The essence of the Appellant’s case is to be recognized as the candidate of the PDP. He admitted by his claim that he was not a candidate, having been substituted, for which he filed the action. The declaration made by the returning officer in favour of the 3rd Respondent as the duly elected PDP candidate is contrary to the interest of the appellant. A favourable order for the appellant therefore will mean an indirect attack on the declaration of result made by the returning officer pursuant to Section 69(c) of the Electoral Act 2006.

The Electoral Act 2006 stipulated that the declaration made by the returning officer shall be final subject to review by a tribunal or a court in an election petition. By granting the reliefs in this amended Originating Summons particularly relief 8, this Court will be reviewing that declaration made by the returning officer to the effect that the 3rd respondent was the PDP candidate who won the Election.

Consequently, this Court is not vested with the jurisdiction to set aside in any way the declaration made by an Electoral Officer in the absence of an election petition.

The case of Rotimi Amaechi V. INEC & 2 others CA/A/70/2007 relied upon by the appellant is not on all fours with this case and it is therefore not relevant.

Furthermore, I also agree with the submissions of Learned Counsel for the 1st Respondent and Learned Senior Counsel for the 2nd and 3rd Respondents that since the elections have been conducted and concluded there are no more live issues to be determined by this Court as far as the reliefs being claimed by the appellant is concerned. And where there are no live issues to be determined, the court will treat such issues or questions as academic or hypothetical questions.

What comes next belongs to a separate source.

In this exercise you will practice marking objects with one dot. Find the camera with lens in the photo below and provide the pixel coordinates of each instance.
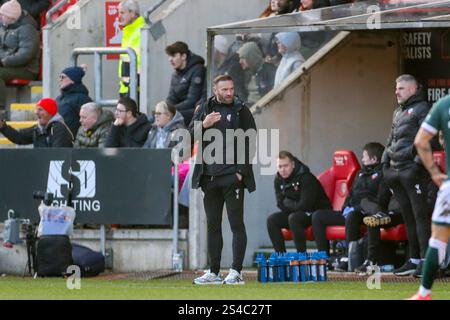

It is trite that a court cannot and should not engage in academic exercise, it is not the function or indeed the duty of the court to embark on advisory opinion or abstract or on speculation. The court has no jurisdiction to do that. The courts are established to determine live issues, See the following cases:

– A.G. Anambra State Vs. A.G. Federation (supra).

– Olale Vs. Ekwelendu (supra).

– Olaniyi Vs. Aroyehun (supra).

– Mamma Vs. Saluadeen (supra).

In view of the foregoing, I arrived at the inevitable conclusion that this appeal is academic and it is accordingly struck out.

In view of the circumstances surrounding the case, I will not make any order as to costs.